The economic consequences of Brexit remain uncertain. There is a need to ensure the NHS and general practice is well resourced after we leave the European Union. The consequences for households are also uncertain; issues of employment and income have a significant impact on health, and any negative consequences would be felt strongly in general practice.


·         How the Welsh Government should use taxation and borrowing powers, particularly in relation to the Welsh Rate of Income Tax


The College does not have a strong position on how to use new powers. We believe the main priority should be making the correct decisions over existing budgetary arrangements, which is not happening at the moment.

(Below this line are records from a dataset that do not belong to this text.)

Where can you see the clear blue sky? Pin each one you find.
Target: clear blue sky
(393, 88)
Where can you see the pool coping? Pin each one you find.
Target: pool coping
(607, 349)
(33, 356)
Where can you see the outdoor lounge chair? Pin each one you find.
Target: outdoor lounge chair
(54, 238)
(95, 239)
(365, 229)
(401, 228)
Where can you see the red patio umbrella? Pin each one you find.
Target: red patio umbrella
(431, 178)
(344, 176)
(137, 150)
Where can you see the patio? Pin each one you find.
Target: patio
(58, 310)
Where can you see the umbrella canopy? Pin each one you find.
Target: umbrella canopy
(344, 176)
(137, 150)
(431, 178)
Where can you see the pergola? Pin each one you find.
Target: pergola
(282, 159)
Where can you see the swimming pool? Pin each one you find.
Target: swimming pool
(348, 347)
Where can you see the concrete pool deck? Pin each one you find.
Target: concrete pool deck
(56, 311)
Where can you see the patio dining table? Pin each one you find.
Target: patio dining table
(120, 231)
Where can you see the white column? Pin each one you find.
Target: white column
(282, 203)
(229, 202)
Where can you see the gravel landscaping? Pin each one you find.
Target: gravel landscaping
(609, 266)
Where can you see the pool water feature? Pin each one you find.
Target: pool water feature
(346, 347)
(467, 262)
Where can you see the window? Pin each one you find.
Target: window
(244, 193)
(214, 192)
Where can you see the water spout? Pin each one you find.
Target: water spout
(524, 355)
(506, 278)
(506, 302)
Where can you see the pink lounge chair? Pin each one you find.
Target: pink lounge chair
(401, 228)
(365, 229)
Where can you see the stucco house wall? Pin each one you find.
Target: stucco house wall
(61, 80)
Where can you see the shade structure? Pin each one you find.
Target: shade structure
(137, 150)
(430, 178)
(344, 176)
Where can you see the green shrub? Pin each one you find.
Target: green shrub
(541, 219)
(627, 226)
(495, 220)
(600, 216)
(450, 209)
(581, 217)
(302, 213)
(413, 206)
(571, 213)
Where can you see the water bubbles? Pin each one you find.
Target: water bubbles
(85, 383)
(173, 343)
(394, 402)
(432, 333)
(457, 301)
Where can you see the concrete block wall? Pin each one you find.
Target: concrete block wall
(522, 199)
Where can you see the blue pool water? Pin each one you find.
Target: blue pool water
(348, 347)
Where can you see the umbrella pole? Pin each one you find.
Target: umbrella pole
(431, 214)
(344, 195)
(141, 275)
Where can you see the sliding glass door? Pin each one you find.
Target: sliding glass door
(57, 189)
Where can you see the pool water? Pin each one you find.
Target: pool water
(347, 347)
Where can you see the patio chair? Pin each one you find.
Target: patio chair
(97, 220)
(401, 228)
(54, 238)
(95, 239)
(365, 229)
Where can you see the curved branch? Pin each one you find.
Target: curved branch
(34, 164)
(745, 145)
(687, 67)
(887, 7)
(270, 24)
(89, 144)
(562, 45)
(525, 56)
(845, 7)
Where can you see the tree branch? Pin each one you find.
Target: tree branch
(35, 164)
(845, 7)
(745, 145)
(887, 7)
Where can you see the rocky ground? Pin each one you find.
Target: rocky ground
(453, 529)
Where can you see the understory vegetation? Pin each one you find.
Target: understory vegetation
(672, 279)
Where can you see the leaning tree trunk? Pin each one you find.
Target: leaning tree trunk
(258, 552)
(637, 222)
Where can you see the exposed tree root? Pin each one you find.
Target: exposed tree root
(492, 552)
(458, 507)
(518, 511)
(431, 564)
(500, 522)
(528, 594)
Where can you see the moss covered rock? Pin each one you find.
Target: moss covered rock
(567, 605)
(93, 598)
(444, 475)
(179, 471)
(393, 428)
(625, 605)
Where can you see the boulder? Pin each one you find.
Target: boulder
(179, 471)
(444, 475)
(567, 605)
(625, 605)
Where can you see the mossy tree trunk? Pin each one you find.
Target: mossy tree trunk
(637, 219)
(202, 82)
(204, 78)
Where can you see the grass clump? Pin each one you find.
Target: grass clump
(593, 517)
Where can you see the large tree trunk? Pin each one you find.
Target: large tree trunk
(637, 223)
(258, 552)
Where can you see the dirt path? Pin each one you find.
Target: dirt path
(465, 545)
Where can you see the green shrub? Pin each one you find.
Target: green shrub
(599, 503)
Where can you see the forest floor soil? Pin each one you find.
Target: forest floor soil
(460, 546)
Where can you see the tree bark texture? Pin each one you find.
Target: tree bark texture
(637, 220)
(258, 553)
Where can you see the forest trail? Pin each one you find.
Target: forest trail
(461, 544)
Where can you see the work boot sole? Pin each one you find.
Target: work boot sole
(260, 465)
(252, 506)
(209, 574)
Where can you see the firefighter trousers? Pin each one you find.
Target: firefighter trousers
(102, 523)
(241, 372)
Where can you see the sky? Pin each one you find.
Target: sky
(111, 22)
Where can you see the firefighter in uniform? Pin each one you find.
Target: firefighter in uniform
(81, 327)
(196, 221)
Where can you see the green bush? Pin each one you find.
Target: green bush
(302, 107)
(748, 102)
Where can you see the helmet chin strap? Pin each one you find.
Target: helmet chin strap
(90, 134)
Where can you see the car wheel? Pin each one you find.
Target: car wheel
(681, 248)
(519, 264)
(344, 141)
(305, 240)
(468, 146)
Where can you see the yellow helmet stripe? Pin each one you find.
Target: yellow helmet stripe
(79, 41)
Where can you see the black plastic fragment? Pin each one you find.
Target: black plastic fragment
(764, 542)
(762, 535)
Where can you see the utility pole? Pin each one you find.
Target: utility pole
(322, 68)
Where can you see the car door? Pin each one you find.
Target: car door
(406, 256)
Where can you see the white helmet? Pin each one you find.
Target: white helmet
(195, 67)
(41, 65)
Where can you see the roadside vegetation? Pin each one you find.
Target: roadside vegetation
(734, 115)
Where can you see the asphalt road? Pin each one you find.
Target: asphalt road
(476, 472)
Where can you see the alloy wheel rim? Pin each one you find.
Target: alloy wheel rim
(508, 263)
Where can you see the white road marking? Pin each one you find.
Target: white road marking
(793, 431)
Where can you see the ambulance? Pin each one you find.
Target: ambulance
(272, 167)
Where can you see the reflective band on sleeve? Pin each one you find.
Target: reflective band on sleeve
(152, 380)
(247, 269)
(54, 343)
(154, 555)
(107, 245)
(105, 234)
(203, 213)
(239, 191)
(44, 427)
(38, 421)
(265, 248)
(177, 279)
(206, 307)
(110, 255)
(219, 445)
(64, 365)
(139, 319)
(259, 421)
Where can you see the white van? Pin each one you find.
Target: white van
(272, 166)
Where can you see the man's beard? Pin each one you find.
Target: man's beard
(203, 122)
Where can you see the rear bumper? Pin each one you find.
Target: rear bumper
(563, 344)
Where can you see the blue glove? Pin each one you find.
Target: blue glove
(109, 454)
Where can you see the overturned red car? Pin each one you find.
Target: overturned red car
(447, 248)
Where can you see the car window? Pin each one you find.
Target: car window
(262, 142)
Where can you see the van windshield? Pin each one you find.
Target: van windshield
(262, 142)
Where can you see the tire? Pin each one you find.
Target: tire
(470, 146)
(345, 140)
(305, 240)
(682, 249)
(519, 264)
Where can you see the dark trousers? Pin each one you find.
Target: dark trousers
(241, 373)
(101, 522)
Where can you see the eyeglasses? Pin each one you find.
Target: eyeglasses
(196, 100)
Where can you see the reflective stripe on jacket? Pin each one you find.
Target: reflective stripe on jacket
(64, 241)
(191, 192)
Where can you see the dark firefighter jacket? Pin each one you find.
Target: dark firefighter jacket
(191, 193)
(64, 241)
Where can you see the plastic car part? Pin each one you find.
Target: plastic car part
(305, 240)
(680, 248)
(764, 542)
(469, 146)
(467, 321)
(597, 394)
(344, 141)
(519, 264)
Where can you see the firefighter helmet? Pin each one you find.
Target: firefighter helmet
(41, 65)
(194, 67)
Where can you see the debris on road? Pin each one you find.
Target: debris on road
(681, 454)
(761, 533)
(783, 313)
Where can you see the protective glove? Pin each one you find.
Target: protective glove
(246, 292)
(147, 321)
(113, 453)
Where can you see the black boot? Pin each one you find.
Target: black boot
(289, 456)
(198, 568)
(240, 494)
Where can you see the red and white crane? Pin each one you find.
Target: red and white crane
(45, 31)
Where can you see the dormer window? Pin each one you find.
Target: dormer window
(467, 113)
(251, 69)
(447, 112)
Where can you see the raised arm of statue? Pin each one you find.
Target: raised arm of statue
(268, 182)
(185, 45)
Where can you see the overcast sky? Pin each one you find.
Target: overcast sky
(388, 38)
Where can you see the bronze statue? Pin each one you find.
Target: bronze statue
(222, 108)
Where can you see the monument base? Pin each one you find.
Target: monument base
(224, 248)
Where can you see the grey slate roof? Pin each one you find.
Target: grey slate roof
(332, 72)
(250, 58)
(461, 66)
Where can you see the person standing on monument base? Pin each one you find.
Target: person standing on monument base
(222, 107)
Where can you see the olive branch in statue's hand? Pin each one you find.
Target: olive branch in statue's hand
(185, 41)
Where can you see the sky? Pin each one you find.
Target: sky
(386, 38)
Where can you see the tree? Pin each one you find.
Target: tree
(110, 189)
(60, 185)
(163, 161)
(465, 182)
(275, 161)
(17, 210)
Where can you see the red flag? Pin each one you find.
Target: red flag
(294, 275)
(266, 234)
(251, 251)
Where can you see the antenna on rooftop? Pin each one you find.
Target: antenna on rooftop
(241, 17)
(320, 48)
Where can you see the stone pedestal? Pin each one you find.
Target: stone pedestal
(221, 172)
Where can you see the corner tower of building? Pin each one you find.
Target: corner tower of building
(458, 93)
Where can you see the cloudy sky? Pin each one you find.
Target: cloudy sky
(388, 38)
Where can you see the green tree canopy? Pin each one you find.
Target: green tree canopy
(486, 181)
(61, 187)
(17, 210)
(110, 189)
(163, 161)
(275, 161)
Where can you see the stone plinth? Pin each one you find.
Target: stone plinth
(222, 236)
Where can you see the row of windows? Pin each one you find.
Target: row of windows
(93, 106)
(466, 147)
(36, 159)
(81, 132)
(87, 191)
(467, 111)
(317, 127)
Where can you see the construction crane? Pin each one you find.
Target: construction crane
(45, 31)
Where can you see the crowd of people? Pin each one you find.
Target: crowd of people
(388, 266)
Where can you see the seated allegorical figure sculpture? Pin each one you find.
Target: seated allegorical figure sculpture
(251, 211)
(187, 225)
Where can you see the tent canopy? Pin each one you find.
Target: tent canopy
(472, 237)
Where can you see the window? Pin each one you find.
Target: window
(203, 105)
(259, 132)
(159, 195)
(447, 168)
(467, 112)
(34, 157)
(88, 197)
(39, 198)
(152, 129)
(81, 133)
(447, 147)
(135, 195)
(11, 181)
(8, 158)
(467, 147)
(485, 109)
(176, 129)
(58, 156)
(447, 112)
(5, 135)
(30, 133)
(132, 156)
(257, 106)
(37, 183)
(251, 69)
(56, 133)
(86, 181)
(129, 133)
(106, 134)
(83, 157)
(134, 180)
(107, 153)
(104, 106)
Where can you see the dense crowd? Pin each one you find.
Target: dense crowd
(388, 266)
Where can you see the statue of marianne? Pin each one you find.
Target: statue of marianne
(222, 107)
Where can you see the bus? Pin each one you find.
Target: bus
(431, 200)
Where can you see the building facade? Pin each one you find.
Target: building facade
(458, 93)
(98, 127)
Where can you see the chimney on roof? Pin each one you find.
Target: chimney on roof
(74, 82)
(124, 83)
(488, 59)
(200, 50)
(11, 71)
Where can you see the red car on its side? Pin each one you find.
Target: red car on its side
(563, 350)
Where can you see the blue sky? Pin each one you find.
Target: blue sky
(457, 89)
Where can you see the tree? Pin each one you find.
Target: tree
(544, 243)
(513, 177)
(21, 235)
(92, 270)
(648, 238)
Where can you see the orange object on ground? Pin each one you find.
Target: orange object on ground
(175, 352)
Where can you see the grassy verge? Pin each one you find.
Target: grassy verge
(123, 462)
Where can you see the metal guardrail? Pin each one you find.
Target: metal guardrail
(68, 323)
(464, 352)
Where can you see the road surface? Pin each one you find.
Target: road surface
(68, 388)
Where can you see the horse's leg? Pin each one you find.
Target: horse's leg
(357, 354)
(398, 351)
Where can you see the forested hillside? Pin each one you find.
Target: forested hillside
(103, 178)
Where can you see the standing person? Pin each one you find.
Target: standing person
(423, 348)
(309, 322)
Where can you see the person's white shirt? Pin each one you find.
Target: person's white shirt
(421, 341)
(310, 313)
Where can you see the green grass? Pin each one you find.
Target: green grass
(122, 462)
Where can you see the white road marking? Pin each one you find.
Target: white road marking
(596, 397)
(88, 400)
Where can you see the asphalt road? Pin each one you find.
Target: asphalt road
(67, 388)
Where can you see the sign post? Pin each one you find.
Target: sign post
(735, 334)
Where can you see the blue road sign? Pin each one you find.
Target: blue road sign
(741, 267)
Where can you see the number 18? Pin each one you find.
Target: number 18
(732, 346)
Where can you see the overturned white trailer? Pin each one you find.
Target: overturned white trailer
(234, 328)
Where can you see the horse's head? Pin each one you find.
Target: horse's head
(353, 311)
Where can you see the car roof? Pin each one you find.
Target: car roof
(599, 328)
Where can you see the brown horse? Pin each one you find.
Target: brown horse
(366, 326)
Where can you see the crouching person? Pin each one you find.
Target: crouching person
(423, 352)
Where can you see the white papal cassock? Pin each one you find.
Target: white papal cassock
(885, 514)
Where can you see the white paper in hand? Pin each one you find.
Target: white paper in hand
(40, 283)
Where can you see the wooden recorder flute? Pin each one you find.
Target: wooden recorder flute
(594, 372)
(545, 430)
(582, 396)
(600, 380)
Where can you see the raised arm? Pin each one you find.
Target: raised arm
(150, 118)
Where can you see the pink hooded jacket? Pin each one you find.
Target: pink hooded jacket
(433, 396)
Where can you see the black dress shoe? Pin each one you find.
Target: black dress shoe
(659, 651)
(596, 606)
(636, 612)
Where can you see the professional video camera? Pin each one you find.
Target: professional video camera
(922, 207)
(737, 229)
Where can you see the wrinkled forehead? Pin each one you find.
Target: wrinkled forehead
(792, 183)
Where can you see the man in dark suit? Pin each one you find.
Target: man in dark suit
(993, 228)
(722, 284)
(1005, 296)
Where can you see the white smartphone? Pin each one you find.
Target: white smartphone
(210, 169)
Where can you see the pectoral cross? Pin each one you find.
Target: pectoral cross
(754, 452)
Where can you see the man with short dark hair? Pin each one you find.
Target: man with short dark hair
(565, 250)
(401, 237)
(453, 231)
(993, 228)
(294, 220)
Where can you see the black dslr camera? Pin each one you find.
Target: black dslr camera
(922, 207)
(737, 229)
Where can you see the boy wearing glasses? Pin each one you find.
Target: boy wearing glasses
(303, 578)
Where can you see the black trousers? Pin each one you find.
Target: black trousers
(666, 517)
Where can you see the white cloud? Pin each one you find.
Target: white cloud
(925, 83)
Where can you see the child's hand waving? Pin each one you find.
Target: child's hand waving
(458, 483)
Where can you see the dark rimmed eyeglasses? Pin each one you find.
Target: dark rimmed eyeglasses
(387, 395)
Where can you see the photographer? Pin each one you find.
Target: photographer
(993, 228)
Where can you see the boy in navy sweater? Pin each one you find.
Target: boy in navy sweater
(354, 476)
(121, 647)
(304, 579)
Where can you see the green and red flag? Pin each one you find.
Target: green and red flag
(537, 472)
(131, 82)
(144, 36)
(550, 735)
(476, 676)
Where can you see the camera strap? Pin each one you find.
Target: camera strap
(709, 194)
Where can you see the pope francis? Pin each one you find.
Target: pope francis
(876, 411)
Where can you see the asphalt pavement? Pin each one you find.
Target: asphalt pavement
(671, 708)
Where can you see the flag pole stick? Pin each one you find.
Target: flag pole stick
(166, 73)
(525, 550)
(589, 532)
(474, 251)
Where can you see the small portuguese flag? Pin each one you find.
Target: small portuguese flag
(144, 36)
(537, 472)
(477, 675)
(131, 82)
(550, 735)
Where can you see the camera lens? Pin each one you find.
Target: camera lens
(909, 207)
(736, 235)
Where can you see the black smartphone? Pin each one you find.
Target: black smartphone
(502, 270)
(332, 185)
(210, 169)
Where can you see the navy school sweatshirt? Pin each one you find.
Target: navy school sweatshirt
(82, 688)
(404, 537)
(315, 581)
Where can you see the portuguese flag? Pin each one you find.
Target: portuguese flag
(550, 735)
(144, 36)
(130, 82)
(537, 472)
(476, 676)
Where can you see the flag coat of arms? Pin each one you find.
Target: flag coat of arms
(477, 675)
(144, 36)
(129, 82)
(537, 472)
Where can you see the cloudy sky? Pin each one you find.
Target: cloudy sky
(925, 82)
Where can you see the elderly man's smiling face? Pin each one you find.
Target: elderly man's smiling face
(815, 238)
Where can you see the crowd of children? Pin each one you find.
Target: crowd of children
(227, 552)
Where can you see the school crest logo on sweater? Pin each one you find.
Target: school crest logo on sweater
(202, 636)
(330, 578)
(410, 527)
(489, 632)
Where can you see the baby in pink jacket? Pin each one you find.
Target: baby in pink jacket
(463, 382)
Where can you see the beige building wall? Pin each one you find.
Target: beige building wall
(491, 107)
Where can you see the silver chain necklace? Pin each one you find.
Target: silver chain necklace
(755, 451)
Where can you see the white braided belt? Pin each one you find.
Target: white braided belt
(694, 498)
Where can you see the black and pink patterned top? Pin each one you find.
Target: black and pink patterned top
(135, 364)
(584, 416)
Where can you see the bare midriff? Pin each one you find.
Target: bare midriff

·         How evidence is driving Welsh Government priority setting and budget allocations


The case for medical generalism is well established. RCGP Wales recently re-articulated it in our document ‘Essential Principles: GP Leadership at the heart of new models of care’.


The Welsh Government’s stated priorities for the NHS would suggest it accepts the evidence for a strengthened primary care sector. The way money is spent in the health sector would suggest this evidence is not driving budget allocation.


·         The Welsh Government policies to strengthen the economy and promote innovation


We would draw attention to previous answers relating to the Transformation Fund and innovation, and economic policy and the inverse care law.


·         How the Future Generations Act is influencing policy making


As indicated in a previous answer, the Future Generations Act calls for a greater emphasis on preventative spend, but this is not being reflected in budget allocation in the health sector.


The Future Generations Act encourages long-term thinking about policy decisions. In a health context, spend continues to be overly focused on short-term solutions. Wales’ model of healthcare continues to focus on secondary care, with too many patients only being treated once their illness has reached an advanced stage. More emphasis on primary care – with general practice at its heart – would ensure more patients’ have illnesses treated before they escalate. With an ageing population and an increase in multi-morbidities, Wales’ long-term health demand can only be met with more support in primary care and particularly in general practice.


The aims of the Future Generations Act can only be achieved with more support for general practice. The lack of financial support for primary care and general practice would suggest the Future Generations Act is not having as much influence as it should.